Basaev praised the professionalism of his fighters, saying that they "are self-sufficient, fight independently [one detachment of another], every man in his place, you do not need to teach them anything." He said that he issues orders in writing, and does not need to confer personally with lower-level commanders more than once or twice a year. (In March 2003, Russian media quoted what were said to be excerpts from intercepted letters from Basaev to field commanders subordinate to him. Basaev personally convened a council of war on the eve of the raids on Ingushetia, according to kavkaz-center.com on 18 June.) He even claimed that he spent only two weeks in Chechnya during the whole of last year, but did not say where he spent the rest of the time.

Basaev categorically denied that his men have used Georgia's Pankisi Gorge as a base, explaining that "there are better conditions to relax in Chechnya than in impoverished Georgia, and if you need medical treatment it's better and cheaper in Russia."

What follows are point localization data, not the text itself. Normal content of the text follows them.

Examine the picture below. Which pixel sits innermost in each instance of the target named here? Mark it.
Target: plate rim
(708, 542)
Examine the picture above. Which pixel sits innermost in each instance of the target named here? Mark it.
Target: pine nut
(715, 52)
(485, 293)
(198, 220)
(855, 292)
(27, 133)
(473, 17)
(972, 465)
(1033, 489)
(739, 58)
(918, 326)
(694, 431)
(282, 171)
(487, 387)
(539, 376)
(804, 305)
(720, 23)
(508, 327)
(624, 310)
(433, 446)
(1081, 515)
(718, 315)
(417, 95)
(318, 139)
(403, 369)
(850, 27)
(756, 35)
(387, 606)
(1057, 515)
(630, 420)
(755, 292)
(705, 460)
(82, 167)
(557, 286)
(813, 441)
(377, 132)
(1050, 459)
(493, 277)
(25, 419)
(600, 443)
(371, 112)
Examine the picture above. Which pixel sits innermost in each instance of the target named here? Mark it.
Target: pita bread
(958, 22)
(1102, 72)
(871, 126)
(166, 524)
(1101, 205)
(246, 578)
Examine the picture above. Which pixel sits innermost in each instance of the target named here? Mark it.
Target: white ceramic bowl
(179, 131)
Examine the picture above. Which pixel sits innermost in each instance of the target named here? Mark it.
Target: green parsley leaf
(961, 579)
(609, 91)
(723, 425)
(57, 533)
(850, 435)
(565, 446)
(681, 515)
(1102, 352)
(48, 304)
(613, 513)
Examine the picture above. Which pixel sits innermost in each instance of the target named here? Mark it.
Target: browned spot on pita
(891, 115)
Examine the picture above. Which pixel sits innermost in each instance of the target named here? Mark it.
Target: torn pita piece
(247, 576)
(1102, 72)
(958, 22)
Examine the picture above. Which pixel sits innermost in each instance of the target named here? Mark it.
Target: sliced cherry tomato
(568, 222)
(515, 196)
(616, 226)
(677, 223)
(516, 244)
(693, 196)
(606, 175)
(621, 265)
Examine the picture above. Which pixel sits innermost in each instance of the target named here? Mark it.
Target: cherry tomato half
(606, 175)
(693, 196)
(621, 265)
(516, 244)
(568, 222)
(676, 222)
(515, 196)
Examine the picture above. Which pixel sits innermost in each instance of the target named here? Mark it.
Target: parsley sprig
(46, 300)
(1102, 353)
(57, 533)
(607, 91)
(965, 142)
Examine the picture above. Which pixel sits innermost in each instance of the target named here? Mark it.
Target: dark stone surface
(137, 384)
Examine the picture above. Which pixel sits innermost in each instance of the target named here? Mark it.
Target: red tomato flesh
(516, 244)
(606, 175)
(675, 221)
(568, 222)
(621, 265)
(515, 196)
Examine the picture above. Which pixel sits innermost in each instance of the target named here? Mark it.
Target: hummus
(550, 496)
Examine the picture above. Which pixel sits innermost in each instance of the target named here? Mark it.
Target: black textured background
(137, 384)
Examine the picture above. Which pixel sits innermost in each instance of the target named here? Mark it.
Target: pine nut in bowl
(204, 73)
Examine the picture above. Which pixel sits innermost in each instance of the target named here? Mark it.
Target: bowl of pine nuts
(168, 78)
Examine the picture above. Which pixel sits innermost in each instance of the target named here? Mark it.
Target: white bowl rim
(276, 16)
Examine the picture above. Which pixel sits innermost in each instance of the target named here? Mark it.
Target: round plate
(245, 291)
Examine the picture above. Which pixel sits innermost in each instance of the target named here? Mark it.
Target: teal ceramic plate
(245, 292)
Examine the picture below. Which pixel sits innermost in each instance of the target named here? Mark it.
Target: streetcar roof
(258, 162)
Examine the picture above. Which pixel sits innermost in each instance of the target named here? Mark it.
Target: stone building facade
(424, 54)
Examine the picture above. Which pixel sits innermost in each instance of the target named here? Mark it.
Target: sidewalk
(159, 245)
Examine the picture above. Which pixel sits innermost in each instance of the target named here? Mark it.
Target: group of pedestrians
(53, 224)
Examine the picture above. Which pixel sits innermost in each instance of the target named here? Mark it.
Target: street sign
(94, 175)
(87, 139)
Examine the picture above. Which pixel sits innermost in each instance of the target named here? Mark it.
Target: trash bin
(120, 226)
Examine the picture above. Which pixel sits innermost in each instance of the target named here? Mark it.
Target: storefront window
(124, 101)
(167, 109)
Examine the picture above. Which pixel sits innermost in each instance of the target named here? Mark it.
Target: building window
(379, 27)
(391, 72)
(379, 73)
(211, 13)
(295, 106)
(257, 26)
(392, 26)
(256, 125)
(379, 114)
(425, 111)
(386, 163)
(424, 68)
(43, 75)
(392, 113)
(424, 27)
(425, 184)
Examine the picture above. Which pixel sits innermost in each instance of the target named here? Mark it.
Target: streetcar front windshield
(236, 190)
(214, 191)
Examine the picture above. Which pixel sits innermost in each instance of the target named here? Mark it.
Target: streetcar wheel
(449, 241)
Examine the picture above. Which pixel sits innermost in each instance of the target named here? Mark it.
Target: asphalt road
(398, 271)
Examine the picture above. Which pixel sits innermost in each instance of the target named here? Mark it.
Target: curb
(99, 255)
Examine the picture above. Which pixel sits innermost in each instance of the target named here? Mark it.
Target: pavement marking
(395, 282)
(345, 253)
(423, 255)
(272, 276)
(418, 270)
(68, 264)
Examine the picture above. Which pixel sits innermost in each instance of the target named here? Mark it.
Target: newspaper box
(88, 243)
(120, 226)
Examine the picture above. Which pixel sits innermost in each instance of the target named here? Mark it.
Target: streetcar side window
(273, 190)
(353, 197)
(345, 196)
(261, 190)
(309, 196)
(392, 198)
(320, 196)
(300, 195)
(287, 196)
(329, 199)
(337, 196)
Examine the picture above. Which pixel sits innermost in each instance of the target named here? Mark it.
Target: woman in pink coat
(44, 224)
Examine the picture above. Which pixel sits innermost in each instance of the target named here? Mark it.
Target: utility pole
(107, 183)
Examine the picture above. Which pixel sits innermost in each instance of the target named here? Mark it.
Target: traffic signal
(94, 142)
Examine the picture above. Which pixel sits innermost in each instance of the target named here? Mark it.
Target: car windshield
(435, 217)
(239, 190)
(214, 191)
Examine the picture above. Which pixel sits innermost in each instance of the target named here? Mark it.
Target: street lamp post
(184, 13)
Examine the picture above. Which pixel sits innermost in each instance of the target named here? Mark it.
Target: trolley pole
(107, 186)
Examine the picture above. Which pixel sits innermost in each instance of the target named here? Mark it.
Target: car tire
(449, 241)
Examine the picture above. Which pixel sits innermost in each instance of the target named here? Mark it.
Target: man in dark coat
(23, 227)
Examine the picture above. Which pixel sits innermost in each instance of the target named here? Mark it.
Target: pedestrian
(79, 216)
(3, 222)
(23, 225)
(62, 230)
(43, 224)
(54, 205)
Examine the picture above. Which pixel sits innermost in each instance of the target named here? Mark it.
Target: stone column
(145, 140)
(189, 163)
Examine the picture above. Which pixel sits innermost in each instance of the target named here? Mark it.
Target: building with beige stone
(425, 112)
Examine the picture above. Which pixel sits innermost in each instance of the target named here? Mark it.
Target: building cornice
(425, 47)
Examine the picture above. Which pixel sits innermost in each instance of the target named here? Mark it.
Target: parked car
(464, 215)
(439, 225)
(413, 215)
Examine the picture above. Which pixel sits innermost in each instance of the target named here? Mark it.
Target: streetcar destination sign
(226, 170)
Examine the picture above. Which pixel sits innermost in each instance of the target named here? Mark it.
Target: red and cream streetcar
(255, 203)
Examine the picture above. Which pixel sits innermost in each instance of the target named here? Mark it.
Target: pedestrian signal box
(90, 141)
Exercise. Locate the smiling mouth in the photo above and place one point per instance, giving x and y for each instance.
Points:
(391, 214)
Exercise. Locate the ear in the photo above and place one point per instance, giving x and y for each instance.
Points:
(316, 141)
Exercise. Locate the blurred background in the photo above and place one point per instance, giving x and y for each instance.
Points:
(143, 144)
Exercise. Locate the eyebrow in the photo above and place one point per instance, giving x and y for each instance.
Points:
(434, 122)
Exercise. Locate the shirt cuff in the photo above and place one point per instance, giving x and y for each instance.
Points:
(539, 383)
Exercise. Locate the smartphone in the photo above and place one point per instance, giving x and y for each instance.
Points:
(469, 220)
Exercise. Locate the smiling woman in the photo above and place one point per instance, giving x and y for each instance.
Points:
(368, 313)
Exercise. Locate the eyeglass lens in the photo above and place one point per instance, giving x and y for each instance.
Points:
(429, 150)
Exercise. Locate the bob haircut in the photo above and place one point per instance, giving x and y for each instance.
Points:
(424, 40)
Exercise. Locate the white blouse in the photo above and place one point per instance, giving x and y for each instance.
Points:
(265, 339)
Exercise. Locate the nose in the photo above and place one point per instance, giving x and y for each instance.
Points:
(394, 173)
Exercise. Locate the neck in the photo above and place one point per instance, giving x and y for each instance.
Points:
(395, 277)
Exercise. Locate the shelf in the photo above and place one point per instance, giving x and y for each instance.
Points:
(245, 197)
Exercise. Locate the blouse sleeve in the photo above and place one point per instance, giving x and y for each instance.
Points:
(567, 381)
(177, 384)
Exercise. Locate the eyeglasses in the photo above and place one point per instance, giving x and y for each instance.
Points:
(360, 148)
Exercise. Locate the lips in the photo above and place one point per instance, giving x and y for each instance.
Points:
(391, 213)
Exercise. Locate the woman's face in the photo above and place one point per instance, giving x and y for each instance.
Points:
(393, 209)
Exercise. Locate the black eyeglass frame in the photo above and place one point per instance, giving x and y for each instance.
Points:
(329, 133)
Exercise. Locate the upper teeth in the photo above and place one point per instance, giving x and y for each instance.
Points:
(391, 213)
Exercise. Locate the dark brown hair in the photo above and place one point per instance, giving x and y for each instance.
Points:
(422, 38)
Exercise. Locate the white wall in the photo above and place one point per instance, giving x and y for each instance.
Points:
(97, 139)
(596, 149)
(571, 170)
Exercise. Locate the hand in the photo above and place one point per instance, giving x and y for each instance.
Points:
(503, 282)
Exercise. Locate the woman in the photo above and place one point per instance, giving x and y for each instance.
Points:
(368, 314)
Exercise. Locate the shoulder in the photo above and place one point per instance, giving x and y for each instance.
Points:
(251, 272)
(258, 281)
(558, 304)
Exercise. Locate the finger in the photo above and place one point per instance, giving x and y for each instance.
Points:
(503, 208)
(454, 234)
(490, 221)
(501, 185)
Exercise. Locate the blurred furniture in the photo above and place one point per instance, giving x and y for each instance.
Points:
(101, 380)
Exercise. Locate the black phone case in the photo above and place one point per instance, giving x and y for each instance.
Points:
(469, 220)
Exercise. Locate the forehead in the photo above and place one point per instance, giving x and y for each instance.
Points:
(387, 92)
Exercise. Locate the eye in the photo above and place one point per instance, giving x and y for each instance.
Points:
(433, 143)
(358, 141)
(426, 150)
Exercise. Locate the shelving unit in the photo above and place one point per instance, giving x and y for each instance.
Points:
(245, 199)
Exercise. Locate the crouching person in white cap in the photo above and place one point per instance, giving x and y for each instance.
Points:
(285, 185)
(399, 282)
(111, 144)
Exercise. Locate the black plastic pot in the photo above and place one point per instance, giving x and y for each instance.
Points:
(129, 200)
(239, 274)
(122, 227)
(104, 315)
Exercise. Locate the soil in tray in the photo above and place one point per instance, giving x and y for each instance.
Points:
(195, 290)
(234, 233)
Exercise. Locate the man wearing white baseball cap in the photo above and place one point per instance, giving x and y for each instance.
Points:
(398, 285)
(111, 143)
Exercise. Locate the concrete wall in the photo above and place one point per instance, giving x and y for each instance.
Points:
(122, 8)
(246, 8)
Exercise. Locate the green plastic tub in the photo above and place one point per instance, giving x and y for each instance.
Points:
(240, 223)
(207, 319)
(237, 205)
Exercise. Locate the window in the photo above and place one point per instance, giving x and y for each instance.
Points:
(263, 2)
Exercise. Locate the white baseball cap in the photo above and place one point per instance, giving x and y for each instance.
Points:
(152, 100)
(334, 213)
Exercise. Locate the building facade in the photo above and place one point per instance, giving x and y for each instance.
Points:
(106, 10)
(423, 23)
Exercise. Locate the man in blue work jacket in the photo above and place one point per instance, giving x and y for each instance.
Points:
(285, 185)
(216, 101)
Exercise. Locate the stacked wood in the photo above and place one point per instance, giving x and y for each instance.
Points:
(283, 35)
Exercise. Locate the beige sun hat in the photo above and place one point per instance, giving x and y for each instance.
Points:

Asked how he has managed to evade capture by the Russians for so long, Basaev explained that he has 20 secret hideaways in Chechnya, each furnished with enough provisions and supplies to last 20 men for two weeks. But the most important factor, he claimed, is the strong support he enjoys from the population of Chechnya and other North Caucasus republics. He claimed that last year when he was badly wounded, a police colonel in Kabardino-Balkaria, "who was not even a practicing Muslim," sheltered him for one week. All Russian Muslims, Basaev added, have an obligation to acknowledge his leadership or that of Maskhadov and contribute materially to the jihad. But pro-Moscow Chechen State Council Chairman Taus Dzhabrailov rejected outright Basaev's claim to enjoy the support of the Chechen population. "I cannot speak on behalf of the population of other North Caucasus republics, but I can say on behalf of the Chechens: nobody will help Basaev because he is a bandit, criminal, and murderer and endangers the lives of innocent people," "Kommersant-Daily" on 1 November quoted Dzhabrailov as saying. Dzhabrailov declined, however, to comment on Basaev's other claims, saying only "today anything is possible. I can neither acknowledge or refute the information contained in this interview."